Despite the fact that the centre is plagued with a myriad of issues, regional leadership is convinced that most of the problems hampering quality service delivery are not unique to it alone.
From the information that was shared, it seems like the health centre is dealing with every problem under the sun.
Staff members say there is a serious shortage of medication, often having to wait up to three months for their orders, and when the medication eventually arrives, they only receive 40% of what they ordered.
The centre does not have gloves, and they have resorted to hiding the few gloves they have for extreme emergencies.
The staff also admitted that they sometimes have to use unsafe methods, particularly during delivery, due to the lack of gloves.
The Shambyu Health Centre has run out of malaria testing kits; the lack of appropriate infrastructure means that there is no privacy among various patients; they don't have an isolation room; and the nurses buy their own uniforms.
The health centre does not have a pharmacist or a medical officer, despite being open 24 hours a day.
Staff also admitted that pre- and postnatal services are poor.

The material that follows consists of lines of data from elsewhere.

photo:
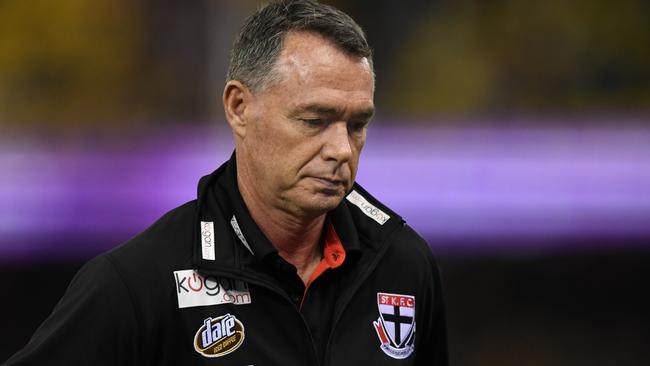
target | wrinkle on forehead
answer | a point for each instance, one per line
(308, 55)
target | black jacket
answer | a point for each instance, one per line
(157, 300)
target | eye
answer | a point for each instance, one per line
(357, 126)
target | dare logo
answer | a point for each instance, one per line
(219, 336)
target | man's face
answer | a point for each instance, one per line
(305, 132)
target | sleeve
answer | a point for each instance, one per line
(434, 350)
(93, 324)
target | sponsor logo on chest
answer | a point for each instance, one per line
(193, 289)
(395, 326)
(219, 336)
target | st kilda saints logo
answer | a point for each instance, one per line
(395, 326)
(219, 336)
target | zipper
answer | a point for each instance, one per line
(243, 276)
(350, 294)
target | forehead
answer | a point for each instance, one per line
(312, 67)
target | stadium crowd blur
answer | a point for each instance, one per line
(547, 102)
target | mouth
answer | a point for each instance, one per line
(329, 185)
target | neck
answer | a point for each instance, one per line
(297, 239)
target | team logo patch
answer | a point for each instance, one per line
(395, 326)
(192, 289)
(219, 336)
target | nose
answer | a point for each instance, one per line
(337, 146)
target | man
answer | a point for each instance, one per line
(282, 259)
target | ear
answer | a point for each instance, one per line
(236, 98)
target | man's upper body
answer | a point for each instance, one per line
(282, 259)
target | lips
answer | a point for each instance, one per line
(329, 183)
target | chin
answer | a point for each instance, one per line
(322, 204)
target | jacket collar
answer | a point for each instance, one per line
(227, 237)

There are no transport services, and if the centre does call for an ambulance, the fleet is so old that sometimes medical vehicles break down while transporting patients.
Those who work here say they are understaffed and overworked, and this is preventing them from providing quality health services to the community.
Acting Health Director in Kavango East, Waita Kapumburu, told the parliamentarians that a number of issues have to be sorted out, including reviewing some of the government's procurement procedures.
He also said the government needs to review its agreement with the Catholic Health Services in terms of infrastructure so it becomes more responsive to the needs of the community.
Even though the Shambyu Health Centre falls under Catholic Health Services, it is 100% subsidised by the government.